Adrenergic blockers (both alpha-adrenergic and beta-adrenergic) compete with adrenergic neurotransmitters (eg, catecholamines) for binding at sympathetic receptor sites. They tend to be some of the most effective medicines for prolonged treatment of RVHT.

At low doses, alpha-adrenergic receptor blockers may be used as monotherapy in the treatment of hypertension. At higher doses, they may cause sodium and fluid to accumulate. As a result, concurrent diuretic therapy may be required to maintain the hypotensive effects of the alpha-receptor blockers.

Atenolol and metoprolol, in low doses, selectively block beta1 -adrenergic receptors in the heart and vascular smooth muscle. Pharmacodynamic consequences of beta1 -receptor blockade include decreases in (1) resting and exercise heart rate, (2) cardiac output, and (3) systolic and diastolic blood pressure. Like all selective adrenergic antagonists, they lose their selectivity for the beta1 receptor higher doses and can competitively block beta2 -adrenergic receptors in the bronchial and vascular smooth muscles, potentially causing bronchospasm.

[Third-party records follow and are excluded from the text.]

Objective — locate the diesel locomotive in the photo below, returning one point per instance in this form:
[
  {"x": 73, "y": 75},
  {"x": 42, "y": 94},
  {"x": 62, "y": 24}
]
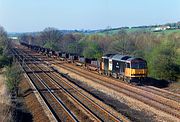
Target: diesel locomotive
[{"x": 125, "y": 67}]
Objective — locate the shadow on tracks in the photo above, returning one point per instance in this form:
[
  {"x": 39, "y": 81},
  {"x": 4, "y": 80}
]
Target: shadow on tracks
[{"x": 156, "y": 83}]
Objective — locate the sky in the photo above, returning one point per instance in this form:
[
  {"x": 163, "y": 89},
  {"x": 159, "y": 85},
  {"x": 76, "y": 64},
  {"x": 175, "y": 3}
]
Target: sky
[{"x": 35, "y": 15}]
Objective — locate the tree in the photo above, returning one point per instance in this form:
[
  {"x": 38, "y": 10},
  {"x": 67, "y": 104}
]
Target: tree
[
  {"x": 3, "y": 37},
  {"x": 92, "y": 50},
  {"x": 161, "y": 61}
]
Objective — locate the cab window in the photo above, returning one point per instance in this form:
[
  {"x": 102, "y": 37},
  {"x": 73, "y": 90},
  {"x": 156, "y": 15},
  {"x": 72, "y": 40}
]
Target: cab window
[{"x": 128, "y": 65}]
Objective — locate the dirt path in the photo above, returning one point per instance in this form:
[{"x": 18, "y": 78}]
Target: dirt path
[{"x": 4, "y": 100}]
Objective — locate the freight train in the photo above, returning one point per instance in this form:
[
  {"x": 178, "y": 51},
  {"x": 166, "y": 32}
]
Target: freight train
[{"x": 125, "y": 67}]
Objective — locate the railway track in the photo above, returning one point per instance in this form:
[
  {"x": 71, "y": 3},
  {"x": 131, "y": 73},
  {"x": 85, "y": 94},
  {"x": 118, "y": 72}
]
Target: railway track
[
  {"x": 151, "y": 89},
  {"x": 51, "y": 79},
  {"x": 167, "y": 105},
  {"x": 157, "y": 98}
]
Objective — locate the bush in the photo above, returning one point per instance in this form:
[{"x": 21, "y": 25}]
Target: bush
[{"x": 92, "y": 50}]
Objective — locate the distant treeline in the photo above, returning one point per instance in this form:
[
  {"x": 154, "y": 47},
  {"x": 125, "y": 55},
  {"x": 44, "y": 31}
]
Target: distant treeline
[{"x": 161, "y": 51}]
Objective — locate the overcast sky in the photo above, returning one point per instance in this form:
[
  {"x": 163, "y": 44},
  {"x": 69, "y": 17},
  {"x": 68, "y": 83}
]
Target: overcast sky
[{"x": 35, "y": 15}]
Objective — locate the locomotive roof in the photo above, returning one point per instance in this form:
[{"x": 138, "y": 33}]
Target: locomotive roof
[
  {"x": 119, "y": 57},
  {"x": 134, "y": 58}
]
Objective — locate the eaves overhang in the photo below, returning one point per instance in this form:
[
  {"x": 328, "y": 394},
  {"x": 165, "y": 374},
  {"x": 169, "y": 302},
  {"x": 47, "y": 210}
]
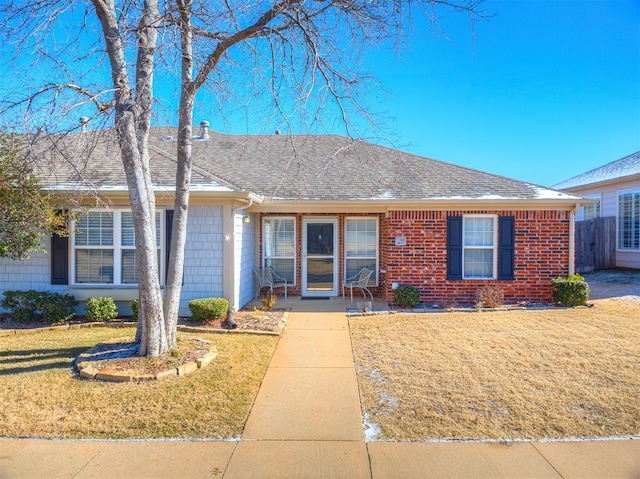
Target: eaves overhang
[
  {"x": 607, "y": 182},
  {"x": 271, "y": 205},
  {"x": 196, "y": 192}
]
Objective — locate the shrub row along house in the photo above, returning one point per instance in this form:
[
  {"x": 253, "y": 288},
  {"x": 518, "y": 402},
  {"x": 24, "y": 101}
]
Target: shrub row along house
[{"x": 315, "y": 208}]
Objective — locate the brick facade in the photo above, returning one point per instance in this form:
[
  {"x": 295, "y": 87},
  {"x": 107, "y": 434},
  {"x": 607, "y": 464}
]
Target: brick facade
[{"x": 541, "y": 254}]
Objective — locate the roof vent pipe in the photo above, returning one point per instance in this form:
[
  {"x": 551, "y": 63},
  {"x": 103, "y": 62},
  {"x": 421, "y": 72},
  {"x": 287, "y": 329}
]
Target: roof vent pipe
[
  {"x": 83, "y": 123},
  {"x": 204, "y": 130}
]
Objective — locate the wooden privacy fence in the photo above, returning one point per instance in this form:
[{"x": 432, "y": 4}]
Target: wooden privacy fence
[{"x": 595, "y": 244}]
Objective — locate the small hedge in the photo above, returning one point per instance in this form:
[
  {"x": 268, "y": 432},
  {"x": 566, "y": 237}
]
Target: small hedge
[
  {"x": 28, "y": 306},
  {"x": 208, "y": 309},
  {"x": 406, "y": 296},
  {"x": 101, "y": 309},
  {"x": 571, "y": 291}
]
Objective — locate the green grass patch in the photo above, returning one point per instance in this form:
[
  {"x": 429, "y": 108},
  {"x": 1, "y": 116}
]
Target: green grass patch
[{"x": 41, "y": 396}]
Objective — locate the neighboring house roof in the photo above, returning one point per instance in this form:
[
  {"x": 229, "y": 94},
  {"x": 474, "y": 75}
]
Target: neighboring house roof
[
  {"x": 616, "y": 170},
  {"x": 296, "y": 167}
]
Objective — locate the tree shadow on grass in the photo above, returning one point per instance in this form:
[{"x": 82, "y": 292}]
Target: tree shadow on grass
[{"x": 32, "y": 360}]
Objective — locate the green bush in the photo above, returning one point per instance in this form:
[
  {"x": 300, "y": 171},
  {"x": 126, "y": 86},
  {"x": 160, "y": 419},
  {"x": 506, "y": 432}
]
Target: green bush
[
  {"x": 489, "y": 296},
  {"x": 134, "y": 309},
  {"x": 206, "y": 309},
  {"x": 101, "y": 309},
  {"x": 571, "y": 291},
  {"x": 406, "y": 296},
  {"x": 27, "y": 306},
  {"x": 58, "y": 308}
]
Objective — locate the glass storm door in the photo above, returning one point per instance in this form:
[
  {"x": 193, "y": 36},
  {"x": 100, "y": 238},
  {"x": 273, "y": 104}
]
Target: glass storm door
[{"x": 319, "y": 263}]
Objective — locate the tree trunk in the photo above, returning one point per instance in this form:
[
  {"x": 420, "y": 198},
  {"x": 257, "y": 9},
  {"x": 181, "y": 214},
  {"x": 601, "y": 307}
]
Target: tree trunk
[
  {"x": 183, "y": 175},
  {"x": 132, "y": 127}
]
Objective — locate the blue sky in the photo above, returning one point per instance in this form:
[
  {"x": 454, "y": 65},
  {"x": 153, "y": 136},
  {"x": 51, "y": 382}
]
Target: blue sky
[
  {"x": 543, "y": 91},
  {"x": 546, "y": 89}
]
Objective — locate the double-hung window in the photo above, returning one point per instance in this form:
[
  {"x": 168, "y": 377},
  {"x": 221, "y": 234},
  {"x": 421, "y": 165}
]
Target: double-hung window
[
  {"x": 104, "y": 250},
  {"x": 279, "y": 246},
  {"x": 629, "y": 220},
  {"x": 479, "y": 247},
  {"x": 361, "y": 246}
]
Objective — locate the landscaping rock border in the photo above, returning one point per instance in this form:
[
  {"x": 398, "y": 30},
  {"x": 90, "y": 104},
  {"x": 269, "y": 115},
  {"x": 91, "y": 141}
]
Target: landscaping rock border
[{"x": 86, "y": 369}]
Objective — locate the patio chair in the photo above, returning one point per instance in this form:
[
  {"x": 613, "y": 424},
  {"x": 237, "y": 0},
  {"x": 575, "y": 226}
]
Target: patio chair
[
  {"x": 267, "y": 277},
  {"x": 360, "y": 281}
]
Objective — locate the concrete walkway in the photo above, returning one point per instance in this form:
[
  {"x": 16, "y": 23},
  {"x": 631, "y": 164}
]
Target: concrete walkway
[{"x": 307, "y": 423}]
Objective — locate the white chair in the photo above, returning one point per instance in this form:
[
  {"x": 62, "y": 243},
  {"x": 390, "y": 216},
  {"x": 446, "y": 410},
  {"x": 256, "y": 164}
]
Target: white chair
[
  {"x": 360, "y": 281},
  {"x": 267, "y": 277}
]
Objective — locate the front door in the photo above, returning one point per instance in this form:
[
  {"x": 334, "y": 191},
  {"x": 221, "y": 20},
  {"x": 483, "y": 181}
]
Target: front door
[{"x": 319, "y": 257}]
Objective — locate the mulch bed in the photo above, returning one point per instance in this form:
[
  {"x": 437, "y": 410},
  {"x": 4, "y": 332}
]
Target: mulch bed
[{"x": 250, "y": 320}]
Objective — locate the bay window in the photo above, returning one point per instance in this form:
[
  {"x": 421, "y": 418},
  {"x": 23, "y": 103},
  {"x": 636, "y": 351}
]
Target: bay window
[
  {"x": 104, "y": 250},
  {"x": 479, "y": 247}
]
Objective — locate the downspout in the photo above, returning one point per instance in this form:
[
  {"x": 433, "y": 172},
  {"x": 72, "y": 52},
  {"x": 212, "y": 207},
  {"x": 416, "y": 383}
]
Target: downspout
[
  {"x": 242, "y": 207},
  {"x": 572, "y": 238},
  {"x": 229, "y": 282}
]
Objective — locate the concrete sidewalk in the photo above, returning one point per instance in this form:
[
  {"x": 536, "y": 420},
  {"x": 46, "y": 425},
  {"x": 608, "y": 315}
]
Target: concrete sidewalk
[{"x": 307, "y": 423}]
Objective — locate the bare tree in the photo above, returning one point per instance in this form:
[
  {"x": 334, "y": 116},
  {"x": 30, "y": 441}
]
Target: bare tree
[{"x": 302, "y": 54}]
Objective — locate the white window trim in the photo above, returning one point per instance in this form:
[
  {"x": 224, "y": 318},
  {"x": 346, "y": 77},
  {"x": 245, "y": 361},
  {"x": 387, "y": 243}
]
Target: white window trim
[
  {"x": 295, "y": 244},
  {"x": 494, "y": 248},
  {"x": 377, "y": 257},
  {"x": 618, "y": 194},
  {"x": 117, "y": 250}
]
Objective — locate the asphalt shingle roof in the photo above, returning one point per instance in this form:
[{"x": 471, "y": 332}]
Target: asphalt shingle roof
[
  {"x": 313, "y": 167},
  {"x": 618, "y": 169}
]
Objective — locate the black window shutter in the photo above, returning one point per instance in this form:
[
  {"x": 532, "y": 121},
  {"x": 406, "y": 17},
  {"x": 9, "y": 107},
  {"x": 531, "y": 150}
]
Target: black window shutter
[
  {"x": 454, "y": 247},
  {"x": 506, "y": 247},
  {"x": 168, "y": 229},
  {"x": 59, "y": 259}
]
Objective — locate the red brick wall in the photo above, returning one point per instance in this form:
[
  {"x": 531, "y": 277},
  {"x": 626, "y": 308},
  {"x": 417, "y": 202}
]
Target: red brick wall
[{"x": 541, "y": 254}]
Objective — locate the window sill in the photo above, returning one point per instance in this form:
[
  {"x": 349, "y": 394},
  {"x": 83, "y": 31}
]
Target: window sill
[{"x": 118, "y": 293}]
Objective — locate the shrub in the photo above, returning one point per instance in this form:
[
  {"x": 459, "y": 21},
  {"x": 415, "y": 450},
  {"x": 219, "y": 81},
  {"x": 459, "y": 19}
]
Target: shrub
[
  {"x": 571, "y": 291},
  {"x": 268, "y": 300},
  {"x": 135, "y": 304},
  {"x": 58, "y": 308},
  {"x": 489, "y": 296},
  {"x": 101, "y": 309},
  {"x": 22, "y": 305},
  {"x": 406, "y": 296},
  {"x": 206, "y": 309},
  {"x": 26, "y": 306}
]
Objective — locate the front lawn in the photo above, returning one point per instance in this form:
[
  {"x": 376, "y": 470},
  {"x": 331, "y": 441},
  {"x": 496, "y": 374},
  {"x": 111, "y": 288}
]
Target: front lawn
[
  {"x": 40, "y": 396},
  {"x": 555, "y": 373}
]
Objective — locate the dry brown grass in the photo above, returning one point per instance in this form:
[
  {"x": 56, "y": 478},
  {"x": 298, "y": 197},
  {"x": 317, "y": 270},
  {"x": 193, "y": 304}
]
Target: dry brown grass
[
  {"x": 40, "y": 397},
  {"x": 502, "y": 375}
]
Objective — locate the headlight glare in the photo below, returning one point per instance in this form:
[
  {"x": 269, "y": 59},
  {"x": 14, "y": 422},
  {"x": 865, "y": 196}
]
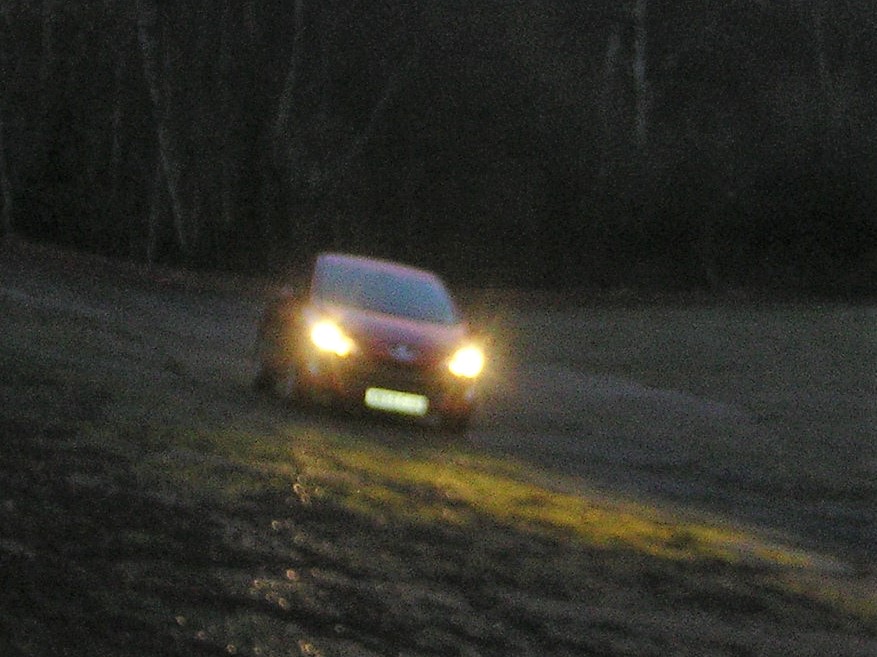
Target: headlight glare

Actions that generally make beta blockers useful in treating hypertension include a negative chronotropic effect that decreases the heart rate at rest and after exercise, a negative inotropic effect that decreases cardiac output, reduction of sympathetic outflow from the central nervous system (CNS), and suppression of renin release from the kidneys. Thus, beta blockers affect blood pressure via multiple mechanisms.

Metoprolol (Lopressor, Toprol-XL)

Selective beta1-adrenergic receptor blocker that decreases automaticity of contractions. During IV administration, carefully monitor blood pressure, heart rate, and ECG.

Atenolol (Tenormin)

Atenolol selectively blocks beta1 receptors, with little or no effect on beta2 types.